I touched his hand lying on the console. “You. When we first met. I can’t believe we’ve been married a year already.”

He nodded. “I know, it went so fast.”

“And now we’re really doing this. This move is going to be such an adventure for us.”

“Yeah, we’ll be there soon.”

I took a contented sigh and looked out the window at the passing scenery. Cornfields with neat, small green stalks lined the right of the road, hopefully knee-high by the Fourth of July, as I heard some locals say when we stopped by town last week, and grasses of alfalfa, still in their infancy, lined the left, a few strands blowing in the warm early summer breeze. White, puffy, cotton candy clouds hung high in the clear blue sky, their vastness seemingly endless.

Even though the air conditioning blasted inside the vehicle, I hit the automatic button and the passenger car window rolled down. Sweet-smelling summer air entered the SUV. Honeysuckle, I guessed. I’d noticed it growing along the road as we drove along. Ahead in the distance, a large blue and white sign was visible. Bright orange and yellow marigolds surrounded its base.

Welcome to Poplin, Pennsylvania

“We’re here,” I said to Archie.

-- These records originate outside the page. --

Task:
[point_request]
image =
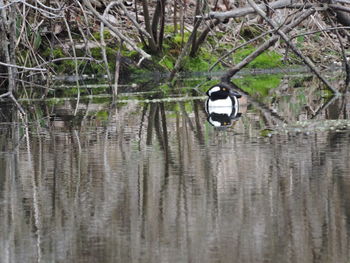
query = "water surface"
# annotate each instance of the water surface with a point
(154, 182)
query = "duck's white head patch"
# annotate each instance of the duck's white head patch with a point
(213, 89)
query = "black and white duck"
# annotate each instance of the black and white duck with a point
(222, 106)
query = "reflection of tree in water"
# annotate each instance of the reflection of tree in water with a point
(154, 186)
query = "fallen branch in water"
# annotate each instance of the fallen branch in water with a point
(10, 95)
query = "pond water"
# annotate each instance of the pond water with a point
(153, 181)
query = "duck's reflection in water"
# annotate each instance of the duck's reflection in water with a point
(222, 105)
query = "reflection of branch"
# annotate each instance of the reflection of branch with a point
(268, 113)
(324, 106)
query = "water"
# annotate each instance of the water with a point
(154, 182)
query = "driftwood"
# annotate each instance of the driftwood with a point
(306, 60)
(287, 28)
(282, 31)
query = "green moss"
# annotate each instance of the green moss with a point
(259, 85)
(167, 62)
(268, 59)
(102, 115)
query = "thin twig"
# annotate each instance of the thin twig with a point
(306, 60)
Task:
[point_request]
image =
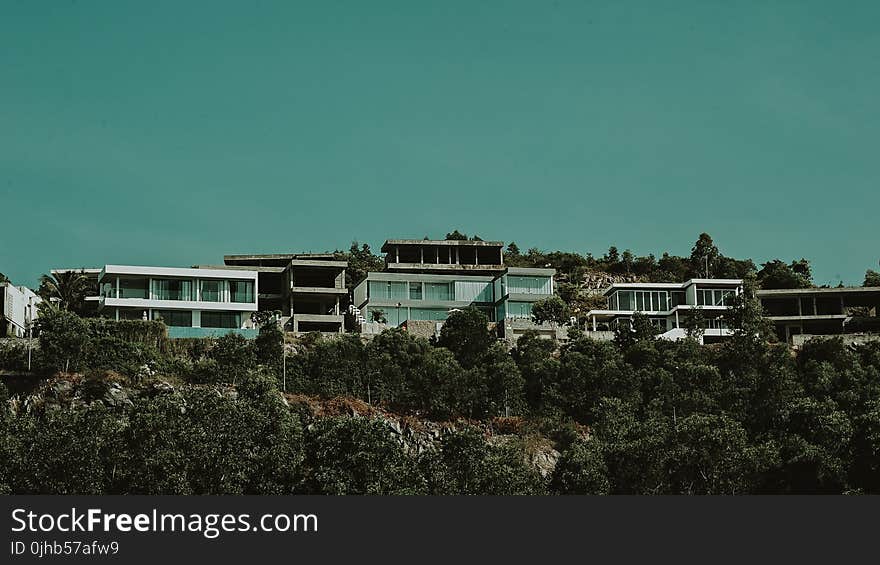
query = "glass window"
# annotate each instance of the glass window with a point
(435, 314)
(415, 291)
(242, 291)
(133, 288)
(438, 291)
(174, 318)
(172, 289)
(231, 320)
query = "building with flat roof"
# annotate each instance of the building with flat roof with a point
(427, 280)
(443, 256)
(668, 305)
(801, 313)
(307, 288)
(192, 302)
(18, 309)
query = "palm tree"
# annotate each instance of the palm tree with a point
(66, 288)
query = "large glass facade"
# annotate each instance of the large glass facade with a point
(242, 291)
(389, 290)
(212, 291)
(221, 319)
(528, 285)
(519, 309)
(172, 289)
(175, 318)
(439, 291)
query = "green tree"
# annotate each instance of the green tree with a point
(361, 261)
(638, 329)
(67, 289)
(354, 455)
(269, 347)
(534, 358)
(466, 463)
(234, 358)
(776, 274)
(466, 334)
(704, 254)
(581, 469)
(64, 337)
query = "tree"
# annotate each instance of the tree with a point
(68, 289)
(466, 334)
(355, 455)
(64, 337)
(704, 254)
(234, 358)
(551, 309)
(776, 274)
(639, 328)
(361, 261)
(269, 347)
(872, 278)
(533, 357)
(581, 470)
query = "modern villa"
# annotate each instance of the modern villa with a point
(427, 280)
(801, 313)
(669, 306)
(191, 302)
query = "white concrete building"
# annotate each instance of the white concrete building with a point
(18, 309)
(191, 302)
(668, 305)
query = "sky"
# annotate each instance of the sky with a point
(172, 133)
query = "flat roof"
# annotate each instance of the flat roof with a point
(541, 271)
(176, 272)
(808, 291)
(440, 242)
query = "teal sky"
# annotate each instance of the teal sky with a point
(170, 133)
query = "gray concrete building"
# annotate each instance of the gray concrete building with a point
(798, 314)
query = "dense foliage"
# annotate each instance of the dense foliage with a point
(208, 416)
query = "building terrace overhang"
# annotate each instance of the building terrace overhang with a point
(389, 244)
(872, 291)
(175, 272)
(713, 283)
(318, 290)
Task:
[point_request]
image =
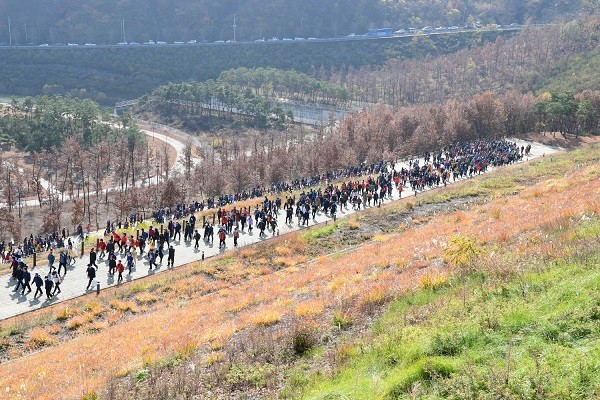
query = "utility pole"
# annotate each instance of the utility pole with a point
(234, 29)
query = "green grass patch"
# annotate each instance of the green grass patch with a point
(529, 335)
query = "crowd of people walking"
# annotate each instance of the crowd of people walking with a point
(296, 202)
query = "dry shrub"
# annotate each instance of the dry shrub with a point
(113, 317)
(124, 306)
(284, 262)
(374, 297)
(353, 224)
(38, 337)
(54, 329)
(266, 318)
(433, 281)
(214, 358)
(79, 320)
(342, 319)
(342, 354)
(247, 253)
(503, 236)
(336, 284)
(95, 308)
(283, 251)
(304, 338)
(496, 213)
(146, 298)
(97, 326)
(65, 313)
(310, 308)
(459, 216)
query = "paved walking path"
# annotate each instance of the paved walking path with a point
(13, 303)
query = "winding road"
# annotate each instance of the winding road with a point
(13, 303)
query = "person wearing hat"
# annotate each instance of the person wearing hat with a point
(26, 280)
(48, 285)
(39, 282)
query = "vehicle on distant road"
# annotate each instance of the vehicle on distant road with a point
(381, 32)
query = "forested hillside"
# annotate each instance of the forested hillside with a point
(100, 21)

Finally, starting our adventure and moving into the small farm I’d salivated over since spotting it on one of the many real estate websites I’d browsed in the evenings in my aunt’s townhouse. I wasn’t a city girl. I wanted to be among the trees, plants, and birds. I wanted to look out my window and see endless farmland spread out like a beautiful painting, but it would be my painting, our painting. A few months ago, I found the jewel that we would call our first real home as a married couple. Sure, we lived in Aunt Lou’s townhouse together, but this house was the first home we purchased together, making it so special to me, to us. A stunning, gothic-style farmhouse that sat on forty acres of land. My dream. Our dream.

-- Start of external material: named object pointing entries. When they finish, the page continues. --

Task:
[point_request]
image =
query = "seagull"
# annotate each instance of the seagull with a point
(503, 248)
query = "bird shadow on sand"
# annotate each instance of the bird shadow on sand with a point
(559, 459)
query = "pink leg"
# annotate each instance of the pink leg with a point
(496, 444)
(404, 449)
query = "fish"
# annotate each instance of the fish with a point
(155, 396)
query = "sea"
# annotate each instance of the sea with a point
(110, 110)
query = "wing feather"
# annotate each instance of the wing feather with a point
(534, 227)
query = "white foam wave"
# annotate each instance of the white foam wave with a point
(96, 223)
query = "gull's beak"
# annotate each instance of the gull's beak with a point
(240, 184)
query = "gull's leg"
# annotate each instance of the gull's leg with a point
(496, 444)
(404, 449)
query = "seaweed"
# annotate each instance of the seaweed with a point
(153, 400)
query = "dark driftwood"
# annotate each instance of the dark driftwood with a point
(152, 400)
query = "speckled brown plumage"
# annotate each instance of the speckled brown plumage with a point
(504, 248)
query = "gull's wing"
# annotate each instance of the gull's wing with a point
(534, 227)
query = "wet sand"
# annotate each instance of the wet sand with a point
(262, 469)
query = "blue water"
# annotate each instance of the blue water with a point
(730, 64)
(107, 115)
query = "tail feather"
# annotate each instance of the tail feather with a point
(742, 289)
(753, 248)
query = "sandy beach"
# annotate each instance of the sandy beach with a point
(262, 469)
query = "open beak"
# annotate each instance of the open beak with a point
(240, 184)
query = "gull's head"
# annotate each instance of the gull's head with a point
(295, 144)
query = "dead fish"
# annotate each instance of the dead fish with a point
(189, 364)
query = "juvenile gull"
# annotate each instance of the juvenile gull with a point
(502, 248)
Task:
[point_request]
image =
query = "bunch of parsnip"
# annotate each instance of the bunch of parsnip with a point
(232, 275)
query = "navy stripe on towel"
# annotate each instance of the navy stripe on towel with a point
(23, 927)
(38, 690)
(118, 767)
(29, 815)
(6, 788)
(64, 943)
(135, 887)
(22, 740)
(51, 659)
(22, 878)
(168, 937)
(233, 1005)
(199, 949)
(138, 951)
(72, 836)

“Exciting, isn’t it?” Archie continued to drive, passing a few homes and the elementary school where he would teach third grade, starting at the end of August. A little farther down the road, we entered Main Street, with its picturesque stores and restaurants, many boasting bright gingerbread trim in blue, pink, and yellow. Tall, white globed streetlights lined the street among large planters filled with bursts of flowers in an array of summer blooms.

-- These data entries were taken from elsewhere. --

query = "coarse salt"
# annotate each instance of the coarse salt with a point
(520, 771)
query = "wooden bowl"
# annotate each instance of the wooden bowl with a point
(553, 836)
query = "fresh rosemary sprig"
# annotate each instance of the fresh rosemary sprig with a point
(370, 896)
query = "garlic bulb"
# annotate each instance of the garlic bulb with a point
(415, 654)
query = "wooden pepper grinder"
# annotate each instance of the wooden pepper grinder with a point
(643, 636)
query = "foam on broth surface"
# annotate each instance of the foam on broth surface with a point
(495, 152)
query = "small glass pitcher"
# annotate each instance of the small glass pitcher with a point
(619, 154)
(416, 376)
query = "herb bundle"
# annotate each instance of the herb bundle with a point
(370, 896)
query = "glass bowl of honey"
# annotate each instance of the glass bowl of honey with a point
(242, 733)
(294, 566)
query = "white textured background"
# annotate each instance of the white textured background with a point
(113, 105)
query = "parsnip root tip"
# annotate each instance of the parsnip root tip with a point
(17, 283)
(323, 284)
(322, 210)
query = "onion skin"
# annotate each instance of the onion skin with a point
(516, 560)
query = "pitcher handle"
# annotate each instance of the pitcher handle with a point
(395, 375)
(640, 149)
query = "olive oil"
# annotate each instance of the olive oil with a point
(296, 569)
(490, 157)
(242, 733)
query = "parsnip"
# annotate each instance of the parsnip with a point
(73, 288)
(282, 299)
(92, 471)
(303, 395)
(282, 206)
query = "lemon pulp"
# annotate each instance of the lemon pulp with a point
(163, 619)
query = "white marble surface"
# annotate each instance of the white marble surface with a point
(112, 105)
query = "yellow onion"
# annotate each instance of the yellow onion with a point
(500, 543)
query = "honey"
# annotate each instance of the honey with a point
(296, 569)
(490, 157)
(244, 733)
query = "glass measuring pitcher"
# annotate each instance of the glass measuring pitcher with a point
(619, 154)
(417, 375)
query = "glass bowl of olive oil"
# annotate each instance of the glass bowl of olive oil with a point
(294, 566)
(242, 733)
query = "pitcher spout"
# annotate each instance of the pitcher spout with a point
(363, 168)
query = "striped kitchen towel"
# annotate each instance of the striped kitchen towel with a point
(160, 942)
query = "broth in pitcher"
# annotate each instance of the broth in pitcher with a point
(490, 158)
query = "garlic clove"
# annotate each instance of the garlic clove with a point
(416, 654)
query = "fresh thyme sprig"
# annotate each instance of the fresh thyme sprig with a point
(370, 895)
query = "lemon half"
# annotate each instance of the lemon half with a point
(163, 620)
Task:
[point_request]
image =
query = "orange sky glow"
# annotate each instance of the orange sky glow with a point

I paid particular attention to the couple of stores with a For Rent sign in their polished windows. Angela, the realtor who sold us the property, had mentioned a few spots were available when I told her about wanting to open a small, organic market in town. I planned to sell produce I would grow on the farm and from neighboring farms, once we were fully moved and settled in. I never realized how many details needed to be taken care of when you purchased a property. Luckily, Aunt Lou’s inheritance gave us a nice cushion to do things at our own pace.